Material and Methods

A randomized, non-blinded, multicenter and single-institution non-inferiority trial was conducted (NCT04457102 on ClinicalTrials.gov). Sixty-six patients eligible for adjuvant left whole-breast radiotherapy in supine position were  assigned in a (1:1) ratio between mechanically-induced DIBH (MANIV-DIBH arm) and voluntary DIBH guided by SGRT (sDIBH arm). The study flow chart is shown in Figure 1. In the sDIBH arm, treatment beam was delivered in 20 seconds DIBH during which the patient received oral instructions from the operator to adjust the breast position based on SGRT. In contrast, the breast position was simply monitored by SGRT in the MANIV-DIBH arm. The treatment worflow of the MANIV-DIBH arm is illustrated in Figure 2. The co-primary endpoints were positional breast stability and reproducibility with a non-inferiority margin of 1 mm.  Stability corresponded to the average intra-DIBH shifts, while reproducibility referred to the mean breast deviation during DIBH relative to a daily reference breast surface.
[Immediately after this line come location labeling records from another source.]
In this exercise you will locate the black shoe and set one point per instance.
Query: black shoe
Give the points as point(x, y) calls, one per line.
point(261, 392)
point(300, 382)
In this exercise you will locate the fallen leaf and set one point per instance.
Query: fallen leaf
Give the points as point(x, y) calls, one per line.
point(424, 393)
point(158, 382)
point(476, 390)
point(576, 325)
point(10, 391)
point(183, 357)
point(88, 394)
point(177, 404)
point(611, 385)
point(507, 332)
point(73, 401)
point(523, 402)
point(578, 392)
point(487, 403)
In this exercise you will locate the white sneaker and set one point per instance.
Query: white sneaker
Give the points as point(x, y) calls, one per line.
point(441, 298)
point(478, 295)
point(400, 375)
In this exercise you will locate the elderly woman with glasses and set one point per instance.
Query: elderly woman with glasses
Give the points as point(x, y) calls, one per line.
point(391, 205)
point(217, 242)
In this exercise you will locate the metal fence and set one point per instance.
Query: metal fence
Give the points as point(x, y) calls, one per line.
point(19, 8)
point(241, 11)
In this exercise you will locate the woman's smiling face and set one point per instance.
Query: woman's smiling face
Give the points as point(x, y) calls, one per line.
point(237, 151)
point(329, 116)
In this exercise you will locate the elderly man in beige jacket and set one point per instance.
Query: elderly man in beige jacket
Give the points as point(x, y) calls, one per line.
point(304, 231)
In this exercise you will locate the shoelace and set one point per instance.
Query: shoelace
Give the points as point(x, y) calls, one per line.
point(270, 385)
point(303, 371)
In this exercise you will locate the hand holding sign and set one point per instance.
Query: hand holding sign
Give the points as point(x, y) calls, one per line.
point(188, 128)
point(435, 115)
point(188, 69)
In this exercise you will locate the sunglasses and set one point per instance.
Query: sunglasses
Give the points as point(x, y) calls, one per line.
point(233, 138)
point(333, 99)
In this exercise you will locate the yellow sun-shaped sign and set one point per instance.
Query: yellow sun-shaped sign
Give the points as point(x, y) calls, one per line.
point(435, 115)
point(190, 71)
Secondary endpoints were dose to OARs, tolerance and treatment time. Given the use of different fractionation schedules within the study, dosimetric comparisons was performed on treatment plans with a prescription of 15 x 2.67 Gy without boost.


Results

Submillimeter differences in positional breast reproducibility and stability were found between both arms. (p < 0.001 for non-inferiority). The left anterior descending artery near-max dose (14,6±12,0 Gy vs. 7,7±7,1 Gy, p=0,018) and mean dose (5,0±3,5 Gy vs. 3,0±2,0 Gy, p=0,009) were significantly improved in the MANIV-DIBH arm. The same applied for the V5Gy of the left ventricle (2,4±4,1 % vs. 0,8±1,6 %, p=0,001) as well as for the left lung V20Gy (11,4±2,8 % vs. 9,7±2,7 %, p=0,019) and V30Gy (8,0±2,6 % vs. 6,5±2,3 %, p=0,0018). Tolerance and treatment time were comparable.

Conclusion

MANIV provides better OARs sparing while reaching the irradiation accuracy of SGRT.